Trafiają pod opiekę hospicjów. I nie mam żadnych problemów z przekazaniem tam małego pacjenta. Na Pomorzu, gdzie działają aż cztery hospicja dziecięce, sytuacja jest naprawdę dobra. Pielęgniarka odwiedza dom dwa razy w tygodniu, lekarz, dostępny pod telefonem, pojawia się zawsze w razie potrzeby. Rodzicom oszczędza się uciążliwych wizyt w przychodniach, czekania w kolejkach. Niedawno powstałe w Gdyni hospicjum dziecięce pomaga matkom, które muszą wyjechać, biorąc na jakiś czas dziecko do siebie. To ogromne udogodnienie. Oprócz tego działa sieć fundacji. Jednorazową pomoc świadczą PFRON oraz MOPR-y i MOPS-y, wsparcie otrzymują także specjalistyczne, profesjonalne rodziny zastępcze, zajmujące się chorymi dziećmi. Bardzo często zdarza się sytuacja, że rodziny zastępcze adoptują chore dzieci. Nie zgadzam się więc z tezą, że matki chorego dziecka, nawet przy biedzie, którą mamy, pozostawiono same.
I jest idealnie?
Skądże. System ma poważne braki. Kłopoty zaczynają się w momencie, gdy dziecko staje się dorosłym. Państwo ma do 21 czy 25 roku życia obowiązek zapewnienia mu edukacji, choć potrzebuje on stałego wsparcia. Nasze „dzieci” rozwijają się przez cały czas. Druga sprawa to potrzeba zapewnienia dorosłym niepełnosprawnym osobnych mieszkań, z tzw. systemem asystenckim. Są już takie mieszkania, ale jest ich stanowczo za mało. Osobny temat to bycie inwalidą w tym kraju. Matka prowadząca wózek z dorosłym człowiekiem nie zejdzie na peron, nie wejdzie do większości autobusów, sklepów, kin, teatrów.
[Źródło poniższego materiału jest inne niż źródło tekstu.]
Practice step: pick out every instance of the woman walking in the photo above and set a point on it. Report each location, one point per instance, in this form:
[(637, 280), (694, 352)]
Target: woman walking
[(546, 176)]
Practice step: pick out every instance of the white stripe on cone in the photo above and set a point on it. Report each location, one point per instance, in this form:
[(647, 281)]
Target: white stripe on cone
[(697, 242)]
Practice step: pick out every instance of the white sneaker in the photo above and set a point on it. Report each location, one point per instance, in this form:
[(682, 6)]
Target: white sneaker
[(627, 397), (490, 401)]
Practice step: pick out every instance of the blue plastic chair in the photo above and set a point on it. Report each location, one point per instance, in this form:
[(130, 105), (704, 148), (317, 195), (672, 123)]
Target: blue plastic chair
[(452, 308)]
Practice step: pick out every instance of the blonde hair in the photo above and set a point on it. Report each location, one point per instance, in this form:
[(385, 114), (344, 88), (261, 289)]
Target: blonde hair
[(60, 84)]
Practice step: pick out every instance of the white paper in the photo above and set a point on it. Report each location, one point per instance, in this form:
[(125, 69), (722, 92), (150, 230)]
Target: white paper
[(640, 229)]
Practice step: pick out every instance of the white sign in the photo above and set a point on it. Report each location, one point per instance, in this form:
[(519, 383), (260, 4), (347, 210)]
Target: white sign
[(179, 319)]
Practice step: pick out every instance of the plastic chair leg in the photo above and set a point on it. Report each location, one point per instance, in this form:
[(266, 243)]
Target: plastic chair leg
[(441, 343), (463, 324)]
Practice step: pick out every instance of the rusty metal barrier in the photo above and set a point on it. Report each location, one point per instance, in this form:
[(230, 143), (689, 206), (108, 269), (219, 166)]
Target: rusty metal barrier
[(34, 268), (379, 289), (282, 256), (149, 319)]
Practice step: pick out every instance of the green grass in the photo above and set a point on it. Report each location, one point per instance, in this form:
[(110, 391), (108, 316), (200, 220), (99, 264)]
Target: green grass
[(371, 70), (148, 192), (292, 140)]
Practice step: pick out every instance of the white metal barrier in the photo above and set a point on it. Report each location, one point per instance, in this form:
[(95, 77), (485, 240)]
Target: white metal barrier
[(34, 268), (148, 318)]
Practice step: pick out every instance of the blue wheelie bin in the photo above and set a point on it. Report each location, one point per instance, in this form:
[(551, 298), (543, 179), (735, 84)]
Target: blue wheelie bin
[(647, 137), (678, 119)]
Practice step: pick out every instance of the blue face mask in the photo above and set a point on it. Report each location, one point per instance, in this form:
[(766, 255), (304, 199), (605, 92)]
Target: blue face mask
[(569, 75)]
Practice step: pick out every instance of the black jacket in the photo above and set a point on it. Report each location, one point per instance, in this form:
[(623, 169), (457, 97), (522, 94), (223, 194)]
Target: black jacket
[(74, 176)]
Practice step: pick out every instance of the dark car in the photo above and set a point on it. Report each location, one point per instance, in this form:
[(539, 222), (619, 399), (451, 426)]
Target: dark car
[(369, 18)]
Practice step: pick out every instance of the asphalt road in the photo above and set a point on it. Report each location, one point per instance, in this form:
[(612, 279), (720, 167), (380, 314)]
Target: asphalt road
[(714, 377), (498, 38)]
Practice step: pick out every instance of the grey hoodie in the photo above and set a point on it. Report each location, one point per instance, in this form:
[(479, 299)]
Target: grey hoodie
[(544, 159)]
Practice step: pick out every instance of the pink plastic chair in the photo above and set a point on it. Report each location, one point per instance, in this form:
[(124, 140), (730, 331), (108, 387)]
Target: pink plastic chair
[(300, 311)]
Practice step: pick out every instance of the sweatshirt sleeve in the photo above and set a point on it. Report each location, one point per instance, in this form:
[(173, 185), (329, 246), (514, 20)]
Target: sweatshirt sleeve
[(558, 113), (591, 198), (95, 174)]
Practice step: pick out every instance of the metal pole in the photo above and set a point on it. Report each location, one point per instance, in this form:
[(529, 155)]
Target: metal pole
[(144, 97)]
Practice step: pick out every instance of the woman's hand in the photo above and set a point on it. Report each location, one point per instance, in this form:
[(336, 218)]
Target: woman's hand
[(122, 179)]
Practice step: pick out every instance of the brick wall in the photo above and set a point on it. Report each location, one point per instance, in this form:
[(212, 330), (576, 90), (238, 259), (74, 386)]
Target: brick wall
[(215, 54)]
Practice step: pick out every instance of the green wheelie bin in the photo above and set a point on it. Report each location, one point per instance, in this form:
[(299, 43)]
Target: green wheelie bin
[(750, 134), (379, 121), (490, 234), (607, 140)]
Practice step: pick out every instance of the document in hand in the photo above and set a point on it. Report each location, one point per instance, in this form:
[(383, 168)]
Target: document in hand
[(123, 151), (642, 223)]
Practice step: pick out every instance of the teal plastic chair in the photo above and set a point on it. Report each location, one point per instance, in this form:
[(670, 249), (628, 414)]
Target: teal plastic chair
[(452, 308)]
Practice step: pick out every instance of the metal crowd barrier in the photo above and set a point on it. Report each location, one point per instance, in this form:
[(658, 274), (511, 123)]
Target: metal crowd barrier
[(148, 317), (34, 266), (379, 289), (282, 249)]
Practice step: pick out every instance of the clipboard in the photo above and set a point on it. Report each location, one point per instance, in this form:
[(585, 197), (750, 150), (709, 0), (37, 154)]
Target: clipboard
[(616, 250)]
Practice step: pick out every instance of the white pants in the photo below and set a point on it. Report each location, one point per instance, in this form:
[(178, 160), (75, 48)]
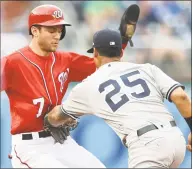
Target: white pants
[(161, 148), (43, 153)]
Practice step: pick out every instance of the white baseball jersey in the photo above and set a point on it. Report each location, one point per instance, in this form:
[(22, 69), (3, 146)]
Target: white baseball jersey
[(127, 96)]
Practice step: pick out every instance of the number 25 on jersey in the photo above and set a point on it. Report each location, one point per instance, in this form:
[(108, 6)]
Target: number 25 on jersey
[(124, 99)]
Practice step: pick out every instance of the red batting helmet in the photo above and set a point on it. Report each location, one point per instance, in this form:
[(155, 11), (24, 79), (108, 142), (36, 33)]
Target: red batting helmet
[(47, 15)]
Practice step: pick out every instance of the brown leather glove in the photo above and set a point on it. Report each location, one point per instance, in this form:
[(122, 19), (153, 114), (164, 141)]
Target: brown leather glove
[(128, 23)]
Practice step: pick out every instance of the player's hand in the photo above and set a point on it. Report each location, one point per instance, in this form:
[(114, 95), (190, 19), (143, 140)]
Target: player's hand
[(189, 146), (128, 23)]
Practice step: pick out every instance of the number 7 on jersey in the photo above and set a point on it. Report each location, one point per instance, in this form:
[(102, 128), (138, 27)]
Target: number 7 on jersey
[(41, 101)]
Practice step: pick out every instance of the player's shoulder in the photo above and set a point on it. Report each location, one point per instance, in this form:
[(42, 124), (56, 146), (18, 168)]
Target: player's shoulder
[(62, 54), (14, 56)]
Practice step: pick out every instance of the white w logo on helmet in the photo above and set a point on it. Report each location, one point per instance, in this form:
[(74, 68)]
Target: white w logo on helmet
[(58, 14)]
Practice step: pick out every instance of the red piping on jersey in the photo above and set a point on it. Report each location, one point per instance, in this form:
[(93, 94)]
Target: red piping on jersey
[(24, 163), (53, 78)]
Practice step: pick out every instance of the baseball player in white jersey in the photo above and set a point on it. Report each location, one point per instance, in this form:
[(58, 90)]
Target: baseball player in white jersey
[(130, 98)]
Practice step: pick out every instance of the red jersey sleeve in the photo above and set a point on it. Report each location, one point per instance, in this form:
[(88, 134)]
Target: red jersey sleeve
[(4, 73), (124, 45), (80, 67)]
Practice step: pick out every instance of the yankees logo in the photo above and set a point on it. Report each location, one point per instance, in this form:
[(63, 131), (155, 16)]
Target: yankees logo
[(62, 79)]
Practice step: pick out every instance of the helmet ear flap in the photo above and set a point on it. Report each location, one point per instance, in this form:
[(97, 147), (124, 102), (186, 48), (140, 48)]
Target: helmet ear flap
[(63, 32)]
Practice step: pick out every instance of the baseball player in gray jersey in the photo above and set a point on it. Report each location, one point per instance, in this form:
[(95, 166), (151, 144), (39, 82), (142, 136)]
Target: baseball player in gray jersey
[(130, 98)]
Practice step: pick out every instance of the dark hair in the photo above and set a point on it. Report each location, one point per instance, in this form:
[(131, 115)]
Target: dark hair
[(109, 51)]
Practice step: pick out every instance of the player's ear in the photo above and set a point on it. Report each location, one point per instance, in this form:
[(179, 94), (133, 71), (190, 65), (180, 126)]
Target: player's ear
[(95, 53), (121, 53), (35, 30)]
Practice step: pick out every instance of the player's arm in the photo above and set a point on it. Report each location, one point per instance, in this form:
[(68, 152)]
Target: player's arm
[(183, 104), (4, 73), (174, 92), (59, 116)]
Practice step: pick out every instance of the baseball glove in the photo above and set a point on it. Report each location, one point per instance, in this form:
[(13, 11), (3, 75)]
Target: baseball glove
[(128, 23), (59, 133)]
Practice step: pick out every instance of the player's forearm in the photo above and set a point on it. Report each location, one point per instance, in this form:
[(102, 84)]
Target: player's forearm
[(184, 106), (183, 103), (56, 117)]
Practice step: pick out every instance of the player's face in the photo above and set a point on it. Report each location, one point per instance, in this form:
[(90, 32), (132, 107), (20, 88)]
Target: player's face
[(49, 37)]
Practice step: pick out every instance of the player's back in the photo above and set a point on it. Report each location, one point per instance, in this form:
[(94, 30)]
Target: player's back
[(130, 95)]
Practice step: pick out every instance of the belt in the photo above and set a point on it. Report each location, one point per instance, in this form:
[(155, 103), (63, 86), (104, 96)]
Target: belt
[(41, 134), (148, 128)]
Rodziny wydają też sporo na leki. Bo o ile tzw. leki celowane objęte są refundacją, to zdarza się, że np. grupa dzieci z wadami rozwojowymi potrzebuje konkretnego leku przeciwpadaczkowego, który nie jest lekiem celowanym. Istotny jest też problem społeczny, związany z bezradnością części rodziców.
Czy nie mają temu zaradzić asystenci rodziny?
Rola asystenta powinna być szersza niż dotychczas. Potrzebna jest osoba, która ugotuje obiad, zrobi zakupy, zostanie z dzieckiem, gdy matka będzie musiała wyjść z domu. Będzie pełnić funkcje „babci”.